I’m spending the night at the family home of my good friend Nongnoo in the small village of Ban Noen Kum. I sit down to eat dinner with grandparents, young nursing mothers and children of all ages. Aside from my friend Nongnoo and her nursing sisters, there’s nobody of working-age at the table, an entire generation seems to be missing. In fact, I don’t really recall seeing many people of working-age all day, aside that is from those who I’d actually seen working. I pose the question and the answer isn’t quite what I’d expected. I’m told that those who are able to work will be working throughout the whole of the Song Kran holiday. They go on to tell me that it didn’t used to be this way, entire families always came together for the festival, but in these days of easy credit and minimum monthly payments, the aspirations of parents have become the expectations of their children. Isuzu D-Max trucks, iPhones, plasma TV’s and Japanese scooters all cost money, money that’s readily available via Mastercard and Visa, so the workers work in order to keep up with their payments.

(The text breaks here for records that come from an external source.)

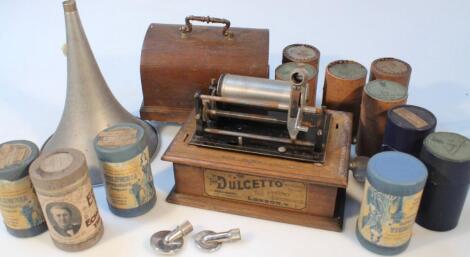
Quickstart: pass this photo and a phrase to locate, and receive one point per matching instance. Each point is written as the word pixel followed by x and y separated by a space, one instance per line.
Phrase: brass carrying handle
pixel 189 27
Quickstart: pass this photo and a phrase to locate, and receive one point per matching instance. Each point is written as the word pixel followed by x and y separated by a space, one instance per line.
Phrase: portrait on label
pixel 65 218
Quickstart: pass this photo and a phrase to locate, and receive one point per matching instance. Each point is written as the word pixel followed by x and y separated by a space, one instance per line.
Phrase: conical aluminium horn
pixel 90 106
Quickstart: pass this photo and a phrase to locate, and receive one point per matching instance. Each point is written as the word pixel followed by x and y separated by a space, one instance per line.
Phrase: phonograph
pixel 253 147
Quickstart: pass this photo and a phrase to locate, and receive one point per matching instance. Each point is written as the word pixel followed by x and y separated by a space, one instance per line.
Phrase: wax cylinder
pixel 124 156
pixel 19 204
pixel 392 194
pixel 64 190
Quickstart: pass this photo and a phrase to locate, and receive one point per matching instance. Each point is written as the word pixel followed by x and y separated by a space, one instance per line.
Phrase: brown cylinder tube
pixel 391 69
pixel 66 196
pixel 342 90
pixel 302 53
pixel 283 72
pixel 379 96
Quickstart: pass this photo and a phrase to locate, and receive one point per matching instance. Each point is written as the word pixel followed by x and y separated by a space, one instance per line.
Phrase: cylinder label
pixel 71 214
pixel 254 189
pixel 387 220
pixel 129 184
pixel 19 204
pixel 11 154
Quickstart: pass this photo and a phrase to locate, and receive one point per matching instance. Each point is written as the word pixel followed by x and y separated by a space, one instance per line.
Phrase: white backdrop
pixel 433 36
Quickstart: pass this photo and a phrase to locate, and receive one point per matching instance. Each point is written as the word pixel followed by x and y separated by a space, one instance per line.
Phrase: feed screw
pixel 211 241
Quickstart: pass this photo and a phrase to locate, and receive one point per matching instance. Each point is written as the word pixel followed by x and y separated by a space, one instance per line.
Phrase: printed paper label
pixel 19 204
pixel 129 184
pixel 387 220
pixel 72 216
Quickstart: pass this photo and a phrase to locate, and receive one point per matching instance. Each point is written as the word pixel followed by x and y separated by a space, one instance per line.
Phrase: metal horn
pixel 90 106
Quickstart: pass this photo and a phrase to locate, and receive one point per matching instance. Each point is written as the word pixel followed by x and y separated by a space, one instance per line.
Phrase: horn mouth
pixel 70 6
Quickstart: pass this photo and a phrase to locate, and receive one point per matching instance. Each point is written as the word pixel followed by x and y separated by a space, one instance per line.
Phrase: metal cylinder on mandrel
pixel 302 53
pixel 64 190
pixel 407 127
pixel 447 157
pixel 284 72
pixel 391 69
pixel 379 96
pixel 342 91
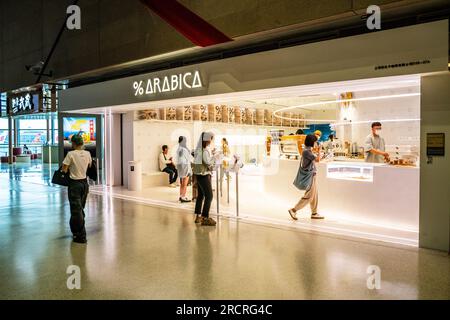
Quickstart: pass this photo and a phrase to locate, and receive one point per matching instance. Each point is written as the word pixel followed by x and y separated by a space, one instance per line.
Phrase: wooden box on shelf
pixel 187 116
pixel 286 119
pixel 231 114
pixel 171 113
pixel 238 115
pixel 268 117
pixel 302 122
pixel 150 114
pixel 203 113
pixel 277 121
pixel 294 120
pixel 217 113
pixel 225 114
pixel 179 113
pixel 250 115
pixel 196 113
pixel 162 113
pixel 260 113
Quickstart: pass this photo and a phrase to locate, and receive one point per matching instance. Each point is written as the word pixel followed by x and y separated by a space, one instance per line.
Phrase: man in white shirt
pixel 374 146
pixel 166 165
pixel 77 163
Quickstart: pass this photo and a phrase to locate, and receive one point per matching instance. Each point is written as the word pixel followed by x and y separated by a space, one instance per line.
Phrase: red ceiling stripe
pixel 193 27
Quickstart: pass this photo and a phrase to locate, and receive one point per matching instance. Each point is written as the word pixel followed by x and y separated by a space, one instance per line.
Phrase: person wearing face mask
pixel 374 146
pixel 318 146
pixel 204 163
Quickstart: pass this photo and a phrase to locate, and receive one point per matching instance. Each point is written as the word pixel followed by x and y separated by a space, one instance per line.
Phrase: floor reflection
pixel 143 252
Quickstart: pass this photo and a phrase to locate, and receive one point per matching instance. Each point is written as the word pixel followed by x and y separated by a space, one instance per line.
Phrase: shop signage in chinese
pixel 171 83
pixel 23 104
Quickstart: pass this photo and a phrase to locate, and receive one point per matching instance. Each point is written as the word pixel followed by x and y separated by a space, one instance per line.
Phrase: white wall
pixel 150 136
pixel 127 143
pixel 434 223
pixel 395 133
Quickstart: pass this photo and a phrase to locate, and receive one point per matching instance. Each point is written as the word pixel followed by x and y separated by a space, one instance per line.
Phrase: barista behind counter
pixel 374 146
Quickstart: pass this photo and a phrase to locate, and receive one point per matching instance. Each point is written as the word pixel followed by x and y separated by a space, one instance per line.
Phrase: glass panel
pixel 4 123
pixel 33 124
pixel 32 137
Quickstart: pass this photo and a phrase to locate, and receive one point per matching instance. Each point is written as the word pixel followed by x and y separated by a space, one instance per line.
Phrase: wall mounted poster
pixel 435 144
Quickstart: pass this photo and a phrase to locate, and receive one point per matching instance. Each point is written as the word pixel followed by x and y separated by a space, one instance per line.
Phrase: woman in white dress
pixel 183 161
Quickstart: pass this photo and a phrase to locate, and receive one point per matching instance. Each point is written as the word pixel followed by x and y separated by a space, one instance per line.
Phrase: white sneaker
pixel 293 214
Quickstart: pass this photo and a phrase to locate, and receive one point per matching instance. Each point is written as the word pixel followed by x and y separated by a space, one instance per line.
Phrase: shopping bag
pixel 61 178
pixel 303 180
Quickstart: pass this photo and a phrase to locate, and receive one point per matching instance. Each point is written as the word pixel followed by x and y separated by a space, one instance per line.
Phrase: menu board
pixel 84 126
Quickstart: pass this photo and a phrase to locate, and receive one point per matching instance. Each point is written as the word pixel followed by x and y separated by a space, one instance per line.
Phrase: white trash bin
pixel 134 175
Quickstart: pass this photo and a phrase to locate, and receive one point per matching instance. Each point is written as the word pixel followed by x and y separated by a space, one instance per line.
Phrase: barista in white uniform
pixel 374 146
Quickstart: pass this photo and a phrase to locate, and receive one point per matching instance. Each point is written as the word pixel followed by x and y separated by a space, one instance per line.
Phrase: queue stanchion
pixel 217 190
pixel 228 187
pixel 98 172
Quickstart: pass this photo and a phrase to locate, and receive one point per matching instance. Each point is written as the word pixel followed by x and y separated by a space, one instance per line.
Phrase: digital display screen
pixel 84 126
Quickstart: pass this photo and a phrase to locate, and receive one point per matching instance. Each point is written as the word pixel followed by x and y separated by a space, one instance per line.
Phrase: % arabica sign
pixel 170 83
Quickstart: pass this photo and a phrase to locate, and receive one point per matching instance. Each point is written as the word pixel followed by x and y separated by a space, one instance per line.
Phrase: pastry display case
pixel 350 171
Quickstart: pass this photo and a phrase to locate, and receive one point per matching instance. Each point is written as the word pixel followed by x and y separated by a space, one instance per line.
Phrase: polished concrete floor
pixel 141 252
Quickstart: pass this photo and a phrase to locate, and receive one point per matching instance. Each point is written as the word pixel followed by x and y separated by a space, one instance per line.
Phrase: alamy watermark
pixel 73 21
pixel 74 280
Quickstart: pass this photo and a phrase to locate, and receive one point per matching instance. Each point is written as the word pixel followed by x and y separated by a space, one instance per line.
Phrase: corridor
pixel 136 251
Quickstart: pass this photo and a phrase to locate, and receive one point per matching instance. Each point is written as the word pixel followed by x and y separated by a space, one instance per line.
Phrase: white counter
pixel 389 198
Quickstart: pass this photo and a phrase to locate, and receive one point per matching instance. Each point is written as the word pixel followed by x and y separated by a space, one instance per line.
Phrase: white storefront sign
pixel 171 83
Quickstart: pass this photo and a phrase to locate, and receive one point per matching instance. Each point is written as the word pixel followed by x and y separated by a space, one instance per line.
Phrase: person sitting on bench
pixel 166 165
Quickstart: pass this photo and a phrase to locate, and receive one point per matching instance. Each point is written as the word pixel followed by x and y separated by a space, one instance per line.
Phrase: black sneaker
pixel 79 240
pixel 208 222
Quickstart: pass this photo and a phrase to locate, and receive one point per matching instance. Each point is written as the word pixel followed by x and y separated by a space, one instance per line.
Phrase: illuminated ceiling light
pixel 372 121
pixel 276 113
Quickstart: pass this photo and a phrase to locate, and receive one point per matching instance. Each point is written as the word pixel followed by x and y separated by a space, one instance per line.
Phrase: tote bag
pixel 60 178
pixel 304 178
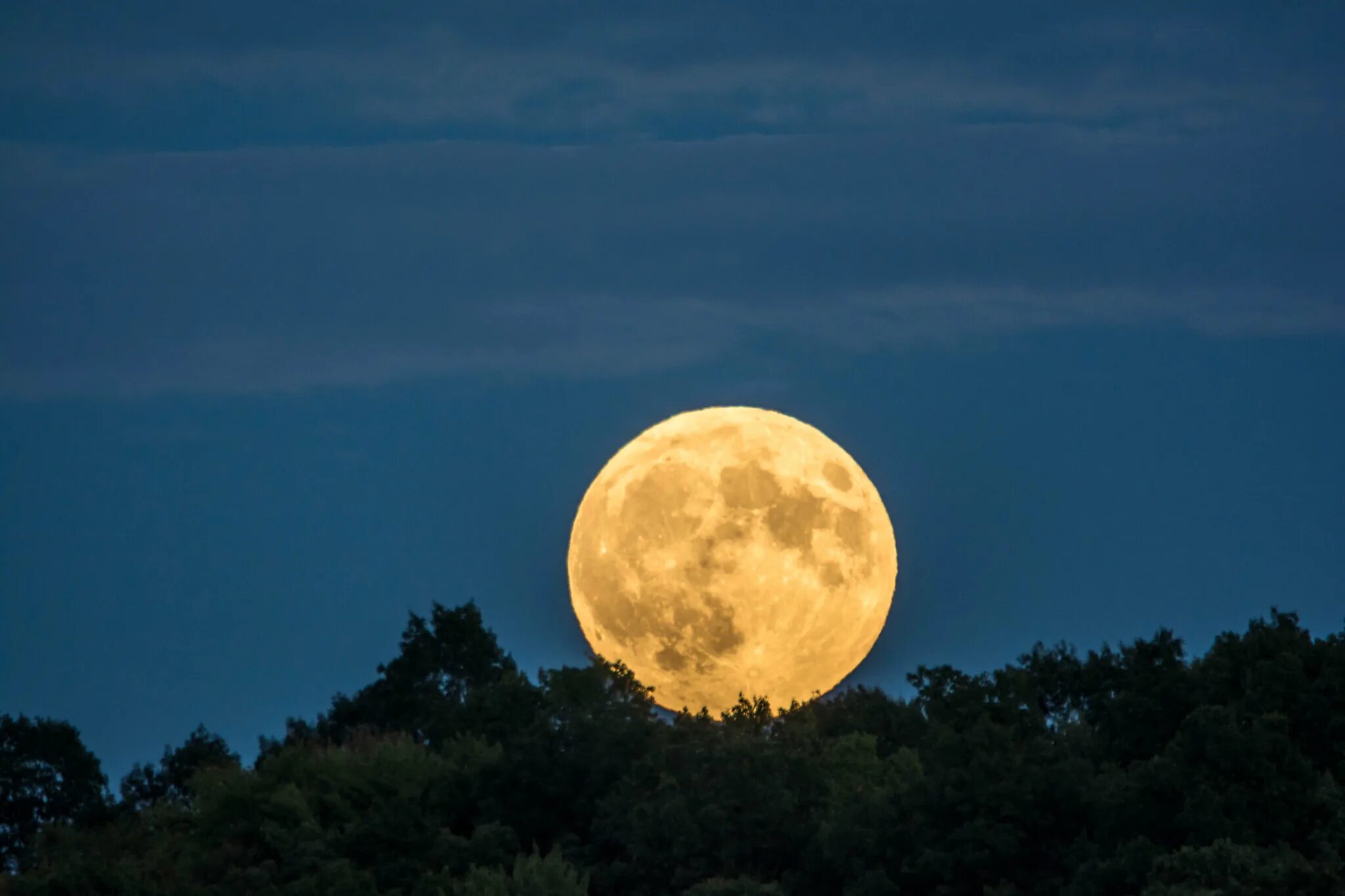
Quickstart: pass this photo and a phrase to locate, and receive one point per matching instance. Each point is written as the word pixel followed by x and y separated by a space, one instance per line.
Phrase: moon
pixel 732 550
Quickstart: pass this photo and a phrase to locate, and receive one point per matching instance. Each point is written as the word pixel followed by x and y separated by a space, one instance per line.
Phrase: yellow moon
pixel 732 550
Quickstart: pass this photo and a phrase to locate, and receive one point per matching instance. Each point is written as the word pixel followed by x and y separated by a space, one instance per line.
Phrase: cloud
pixel 657 73
pixel 278 269
pixel 603 195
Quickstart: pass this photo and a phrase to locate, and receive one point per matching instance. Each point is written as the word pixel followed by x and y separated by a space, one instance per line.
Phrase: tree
pixel 146 785
pixel 47 777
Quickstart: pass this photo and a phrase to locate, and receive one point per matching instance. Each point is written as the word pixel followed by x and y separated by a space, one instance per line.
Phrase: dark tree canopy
pixel 1129 771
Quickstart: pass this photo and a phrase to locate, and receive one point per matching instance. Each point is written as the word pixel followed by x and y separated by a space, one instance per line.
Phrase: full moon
pixel 732 550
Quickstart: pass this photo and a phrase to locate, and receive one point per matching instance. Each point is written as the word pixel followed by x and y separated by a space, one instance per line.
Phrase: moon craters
pixel 732 550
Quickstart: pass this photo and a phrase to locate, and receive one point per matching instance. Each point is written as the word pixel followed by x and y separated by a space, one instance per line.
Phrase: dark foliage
pixel 1136 771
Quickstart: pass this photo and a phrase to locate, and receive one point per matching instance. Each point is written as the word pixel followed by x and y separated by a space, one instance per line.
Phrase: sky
pixel 314 314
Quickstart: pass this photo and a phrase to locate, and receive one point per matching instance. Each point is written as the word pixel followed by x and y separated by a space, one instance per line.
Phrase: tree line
pixel 1130 771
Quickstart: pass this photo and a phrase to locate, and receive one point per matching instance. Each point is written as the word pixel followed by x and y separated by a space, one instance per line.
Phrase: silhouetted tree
pixel 1129 771
pixel 47 778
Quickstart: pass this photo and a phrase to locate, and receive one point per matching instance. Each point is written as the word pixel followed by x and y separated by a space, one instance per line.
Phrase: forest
pixel 1125 771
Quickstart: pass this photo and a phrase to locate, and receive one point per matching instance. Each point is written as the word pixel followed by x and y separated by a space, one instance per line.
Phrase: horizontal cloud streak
pixel 291 268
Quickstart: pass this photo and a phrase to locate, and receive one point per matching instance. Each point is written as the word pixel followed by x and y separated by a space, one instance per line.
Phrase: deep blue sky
pixel 313 314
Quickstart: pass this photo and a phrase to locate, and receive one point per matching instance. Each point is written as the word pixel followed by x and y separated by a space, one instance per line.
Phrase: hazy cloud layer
pixel 600 195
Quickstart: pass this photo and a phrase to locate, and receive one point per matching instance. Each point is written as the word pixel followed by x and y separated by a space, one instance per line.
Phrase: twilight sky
pixel 315 313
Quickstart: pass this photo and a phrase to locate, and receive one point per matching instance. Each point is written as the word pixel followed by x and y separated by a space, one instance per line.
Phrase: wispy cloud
pixel 623 194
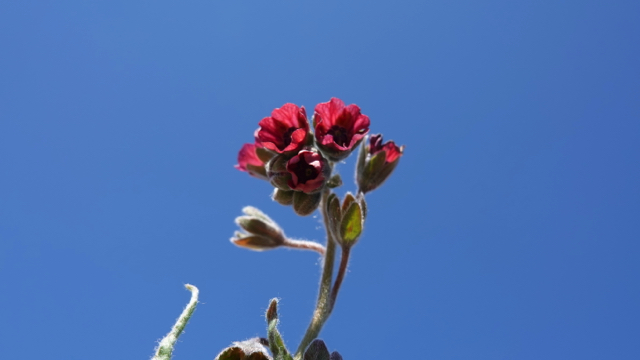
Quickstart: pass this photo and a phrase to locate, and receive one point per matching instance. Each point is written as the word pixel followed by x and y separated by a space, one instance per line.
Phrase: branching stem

Looking around me I can see exactly what they mean. Bright orange tractors have replaced the diesel powered tak-taks and grass powered buffalo that used to work the rice fields, everybody here has a phone that’s far smarter than mine, every wooden shack has its own large satellite dish and nobody drives a car that’s any older than the fashionable designer labelled clothes that they all seem to wear. Suddenly, I feel like the poorest guy in the village, but I’m not, I just don’t have as many credit cards. Asian, African, European or American, between us we have many differences, but it seems that we’re all now swimming in exactly the same dream pool.
Rolling into remote Asian villages aboard the Tiger Retro 110, I tend not to get noticed. Shoulders back and head held high, the Retro buzzes and the people simply ignore me and carry on with their everyday lives. I pull to a dusty halt, kill the engine and absolutely nothing unusual happens. Aboard the little scooter I’m blending in, an invisible part of the massive cultural landscape and able to observe without being noticed. Of course, once I park the scooter and dismount the people realise that I’m not local and ask their questions. But, the nature of their questions has changed. Unlike the Triumph Tiger 955i the Tiger Retro 110 isn’t important or special to anybody, it casts no unwanted shadows. A barrier between us had been removed and our conversations are now about the most important things in all of our lives: People and Life.